Class LevenbergMarquardtOptimizer

java.lang.Object
org.apache.commons.math3.fitting.leastsquares.LevenbergMarquardtOptimizer
All Implemented Interfaces:
LeastSquaresOptimizer

public class LevenbergMarquardtOptimizer extends Object implements LeastSquaresOptimizer
This class solves a least-squares problem using the Levenberg-Marquardt algorithm.

This implementation should work even for over-determined systems (i.e. systems having more point than equations). Over-determined systems are solved by ignoring the point which have the smallest impact according to their jacobian column norm. Only the rank of the matrix and some loop bounds are changed to implement this.

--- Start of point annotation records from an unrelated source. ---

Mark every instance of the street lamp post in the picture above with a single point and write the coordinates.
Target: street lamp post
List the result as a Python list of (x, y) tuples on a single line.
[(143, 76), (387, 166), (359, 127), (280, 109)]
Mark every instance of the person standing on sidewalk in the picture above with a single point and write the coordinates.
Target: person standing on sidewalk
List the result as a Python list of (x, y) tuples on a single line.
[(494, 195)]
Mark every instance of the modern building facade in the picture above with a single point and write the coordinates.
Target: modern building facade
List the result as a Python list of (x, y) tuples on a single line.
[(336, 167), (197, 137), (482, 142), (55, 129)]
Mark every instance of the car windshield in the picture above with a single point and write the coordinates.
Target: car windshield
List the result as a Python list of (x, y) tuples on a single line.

The resolution engine is a simple translation of the MINPACK lmder routine with minor changes. The changes include the over-determined resolution, the use of inherited convergence checker and the Q.R. decomposition which has been rewritten following the algorithm described in the P. Lascaux and R. Theodor book Analyse numérique matricielle appliquée à l'art de l'ingénieur, Masson 1986.

The authors of the original fortran version are:

  • Argonne National Laboratory. MINPACK project. March 1980
  • Burton S. Garbow
  • Kenneth E. Hillstrom
  • Jorge J. More
The redistribution policy for MINPACK is available here, for convenience, it is reproduced below.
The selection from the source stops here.